Besides his responsibility for the RFID strategy at Volkswagen, Schmidt is also the President of the German Association of the Automotive Industry (VDA e.V.). In recent years, the VDA has promoted uniform standards for RFID communication - now, there are clear recommendations. They are essential if suppliers and automotive manufacturers are to establish a seamlessly traceable supply chain.

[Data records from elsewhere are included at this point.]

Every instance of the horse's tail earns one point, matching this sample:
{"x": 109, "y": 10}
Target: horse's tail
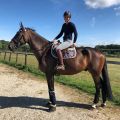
{"x": 106, "y": 82}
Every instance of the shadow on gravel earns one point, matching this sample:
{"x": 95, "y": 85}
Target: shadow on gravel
{"x": 35, "y": 103}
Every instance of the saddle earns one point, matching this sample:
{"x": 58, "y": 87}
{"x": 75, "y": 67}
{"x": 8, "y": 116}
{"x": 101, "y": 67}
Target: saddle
{"x": 68, "y": 53}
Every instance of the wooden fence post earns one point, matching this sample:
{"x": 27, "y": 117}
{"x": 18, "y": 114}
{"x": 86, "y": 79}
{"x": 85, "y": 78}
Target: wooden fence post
{"x": 25, "y": 59}
{"x": 16, "y": 58}
{"x": 10, "y": 56}
{"x": 4, "y": 56}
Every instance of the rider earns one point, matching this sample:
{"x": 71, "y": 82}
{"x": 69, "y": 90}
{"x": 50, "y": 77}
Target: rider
{"x": 67, "y": 28}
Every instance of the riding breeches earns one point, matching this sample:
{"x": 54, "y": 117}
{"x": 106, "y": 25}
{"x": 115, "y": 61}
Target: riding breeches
{"x": 65, "y": 45}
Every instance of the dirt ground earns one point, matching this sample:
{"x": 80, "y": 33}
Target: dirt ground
{"x": 23, "y": 97}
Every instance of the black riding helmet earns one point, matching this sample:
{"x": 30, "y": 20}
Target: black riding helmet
{"x": 67, "y": 13}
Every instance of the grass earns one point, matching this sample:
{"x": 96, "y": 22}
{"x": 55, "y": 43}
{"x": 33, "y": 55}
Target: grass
{"x": 82, "y": 81}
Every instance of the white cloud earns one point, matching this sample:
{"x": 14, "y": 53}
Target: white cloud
{"x": 101, "y": 3}
{"x": 93, "y": 22}
{"x": 117, "y": 10}
{"x": 60, "y": 2}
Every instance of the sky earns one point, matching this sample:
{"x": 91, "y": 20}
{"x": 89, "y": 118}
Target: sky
{"x": 97, "y": 21}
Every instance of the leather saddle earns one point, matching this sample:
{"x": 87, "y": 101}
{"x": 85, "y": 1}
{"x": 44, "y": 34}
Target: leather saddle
{"x": 68, "y": 53}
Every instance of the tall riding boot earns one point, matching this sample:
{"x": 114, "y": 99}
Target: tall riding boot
{"x": 60, "y": 57}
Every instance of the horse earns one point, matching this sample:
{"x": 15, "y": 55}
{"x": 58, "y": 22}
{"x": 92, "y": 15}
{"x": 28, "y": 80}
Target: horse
{"x": 91, "y": 60}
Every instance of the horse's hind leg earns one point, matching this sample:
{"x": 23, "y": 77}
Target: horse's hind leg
{"x": 52, "y": 102}
{"x": 97, "y": 82}
{"x": 104, "y": 94}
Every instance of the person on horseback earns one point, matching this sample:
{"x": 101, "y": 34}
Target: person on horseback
{"x": 68, "y": 28}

Tracing along the entire process chain
VW itself uses the radio labels in three applications: to trace vehicles, reusable containers, and prototype parts. All of the components involved are equipped with a transponder. From manufacturing to sales, right up to the end customer, they can be identified at all times. When a customer drives into the workshop, their car RFID transponder, which is associated with their personal details, could simply be scanned. "The workshop could then automatically welcome the customer by name and prepare the coffee just how they like it." RFID for Service 4.0?
Component containers are tracked from incoming goods to warehousing to production, while RFID gates and hand-held scanners make it easy to trace all parts. This is particularly demanding when developing prototypes: Today, over 4,000 experimental vehicles at Volkswagen are equipped with transponders. As the cars need to be modified all the time, the individual parts are constantly in motion as they pass through various departments and employees. VW can now check which part is in which vehicle at any given time.

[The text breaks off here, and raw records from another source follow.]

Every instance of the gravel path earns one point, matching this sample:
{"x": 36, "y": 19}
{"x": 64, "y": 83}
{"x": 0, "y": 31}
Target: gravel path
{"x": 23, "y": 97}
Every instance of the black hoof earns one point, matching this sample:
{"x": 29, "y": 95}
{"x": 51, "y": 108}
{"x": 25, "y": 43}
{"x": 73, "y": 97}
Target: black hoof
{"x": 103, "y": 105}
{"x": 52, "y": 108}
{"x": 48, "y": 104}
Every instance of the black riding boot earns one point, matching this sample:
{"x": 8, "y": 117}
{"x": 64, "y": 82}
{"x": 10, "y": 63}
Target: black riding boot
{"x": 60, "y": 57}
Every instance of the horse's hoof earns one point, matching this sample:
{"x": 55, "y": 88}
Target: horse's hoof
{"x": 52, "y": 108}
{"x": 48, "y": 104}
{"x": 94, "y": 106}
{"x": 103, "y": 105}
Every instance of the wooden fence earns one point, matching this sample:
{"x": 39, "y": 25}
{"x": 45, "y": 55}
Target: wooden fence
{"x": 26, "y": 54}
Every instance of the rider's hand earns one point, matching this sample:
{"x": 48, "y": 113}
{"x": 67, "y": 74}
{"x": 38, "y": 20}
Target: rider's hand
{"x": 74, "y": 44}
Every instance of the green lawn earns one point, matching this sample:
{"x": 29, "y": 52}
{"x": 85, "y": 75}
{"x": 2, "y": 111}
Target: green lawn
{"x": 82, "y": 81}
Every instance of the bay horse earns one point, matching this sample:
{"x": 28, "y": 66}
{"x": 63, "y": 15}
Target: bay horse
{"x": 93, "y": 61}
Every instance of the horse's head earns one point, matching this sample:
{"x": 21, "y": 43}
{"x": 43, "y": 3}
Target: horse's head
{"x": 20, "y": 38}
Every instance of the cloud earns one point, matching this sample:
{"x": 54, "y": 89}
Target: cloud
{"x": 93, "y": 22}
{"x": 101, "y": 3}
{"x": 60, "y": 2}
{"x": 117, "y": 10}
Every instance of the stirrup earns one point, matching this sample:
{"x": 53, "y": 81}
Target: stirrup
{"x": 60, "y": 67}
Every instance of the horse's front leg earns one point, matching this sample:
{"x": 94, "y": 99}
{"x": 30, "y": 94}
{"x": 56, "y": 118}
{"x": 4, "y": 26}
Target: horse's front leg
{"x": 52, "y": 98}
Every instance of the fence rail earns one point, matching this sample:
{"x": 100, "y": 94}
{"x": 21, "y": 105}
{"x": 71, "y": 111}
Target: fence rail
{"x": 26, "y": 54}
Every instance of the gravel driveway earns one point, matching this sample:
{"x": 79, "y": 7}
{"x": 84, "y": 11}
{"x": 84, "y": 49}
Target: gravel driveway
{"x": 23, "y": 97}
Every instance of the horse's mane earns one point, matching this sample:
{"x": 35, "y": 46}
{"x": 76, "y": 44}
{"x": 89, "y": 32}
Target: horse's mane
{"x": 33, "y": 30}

To ensure that the RFID supply chain works, the suppliers themselves need to be brought on board. Thanks to the standards available now, 235 VW suppliers are already involved and fit RFID transponders to their products. Volkswagen provides the software for this free of charge and plans to increase the figure to 400 suppliers by the end of 2016. Then, says Schmidt, RFID will also be established as a standard outside the VW environment.